Create reusable test data in `tests/fixtures/`:

```python
# tests/fixtures/sample_conversation.py
import json
from pathlib import Path


def create_sample_conversation(tmp_path: Path) -> Path:
    """Create a minimal conversation JSON for testing"""
    conversation = {
        "uuid": "test-uuid",
        "name": "Test Conversation",
        "chat_messages": [
            {
                "uuid": "msg-1",
                "text": "Amsterdam Museum (ISIL: NL-AsdAM) is located in Amsterdam.",
                "sender": "assistant",
                "content": [{"type": "text", "text": "..."}]
            }
        ]
    }

    fixture_path = tmp_path / "test_conversation.json"
    fixture_path.write_text(json.dumps(conversation, indent=2))
    return fixture_path
```

## Documentation

### API Documentation

All public functions/classes must have docstrings.
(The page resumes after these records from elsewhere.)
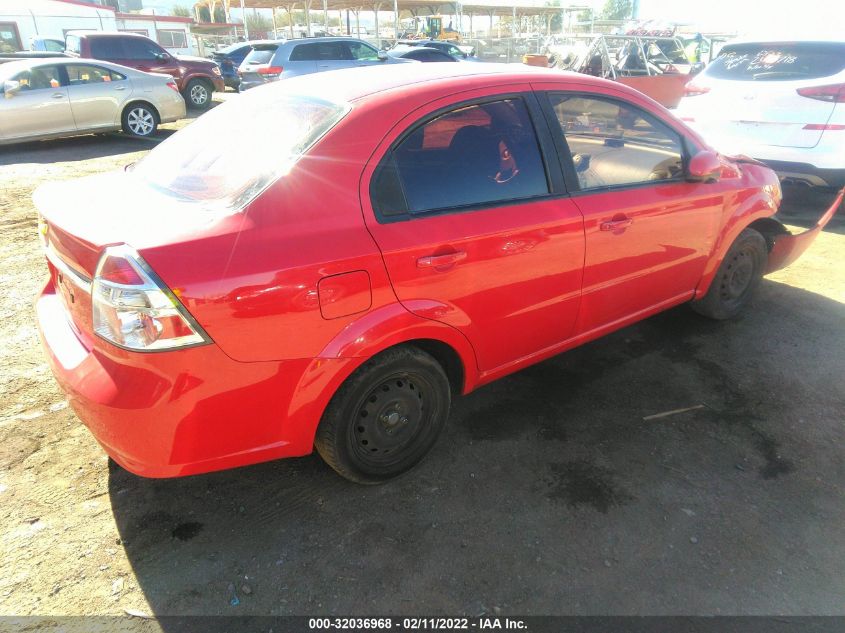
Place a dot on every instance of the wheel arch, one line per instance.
(361, 341)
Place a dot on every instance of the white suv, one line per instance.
(779, 102)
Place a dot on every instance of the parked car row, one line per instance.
(50, 98)
(781, 102)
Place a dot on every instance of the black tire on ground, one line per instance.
(140, 120)
(198, 93)
(738, 276)
(385, 417)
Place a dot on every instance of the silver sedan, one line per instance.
(49, 98)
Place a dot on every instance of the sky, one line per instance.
(778, 19)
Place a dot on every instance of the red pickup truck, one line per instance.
(196, 78)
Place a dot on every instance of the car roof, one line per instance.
(352, 84)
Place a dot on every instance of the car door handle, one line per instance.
(618, 222)
(441, 261)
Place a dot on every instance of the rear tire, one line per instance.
(386, 417)
(737, 278)
(140, 120)
(198, 94)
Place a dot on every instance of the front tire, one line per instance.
(198, 94)
(737, 278)
(140, 120)
(386, 416)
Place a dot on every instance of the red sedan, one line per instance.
(326, 263)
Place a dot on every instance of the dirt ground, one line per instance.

We use mkdocstrings to auto-generate API docs.

```bash
# Serve docs locally
poetry run mkdocs serve

# Build static docs
poetry run mkdocs build
```

### Tutorials

Add tutorials to `docs/tutorials/` with step-by-step examples.

### Examples

Add working code examples to `docs/examples/`.

## Areas for Contribution

### High Priority

1. **Parser Implementation** (`src/glam_extractor/parsers/`)
   - Conversation JSON parser
   - CSV parser for Dutch datasets
   - Schema-compliant object builders

2. **Extractor Implementation** (`src/glam_extractor/extractors/`)
   - spaCy NER integration
   - Institution type classifier
   - Identifier pattern extractors

3. **Validator Implementation** (`src/glam_extractor/validators/`)
   - LinkML schema validator
   - Cross-reference validator

4. **Exporter Implementation** (`src/glam_extractor/exporters/`)
   - JSON-LD exporter
   - RDF/Turtle exporter
   - CSV/Parquet exporters

### Medium Priority

5. **Geocoding Module** (`src/glam_extractor/geocoding/`)
   - Nominatim client
   - GeoNames integration
   - Caching layer

6. **Web Crawler** (`src/glam_extractor/crawlers/`)
   - crawl4ai integration
   - Institution website scraping

### Lower Priority

7. **CLI Enhancements** (`src/glam_extractor/cli.py`)
   - Progress bars
   - Better error reporting
   - Configuration file support

8. **Performance Optimization**
   - Parallel processing
   - Caching strategies
   - Memory optimization

## Design Patterns

Follow the patterns documented in `docs/plan/global_glam/05-design-patterns.md`:

- **Pipeline Pattern**: For data processing workflows
- **Repository Pattern**: For data access
- **Strategy Pattern**: For configurable algorithms
- **Builder Pattern**: For complex object construction
- **Result Pattern**: For explicit error handling

## Questions?

- Check existing documentation in `docs/`
- Read `AGENTS.md` for AI agent instructions
- Review planning docs in `docs/plan/global_glam/`
- Open an issue on GitHub

## License

By contributing, you agree that your contributions will be licensed under the MIT License.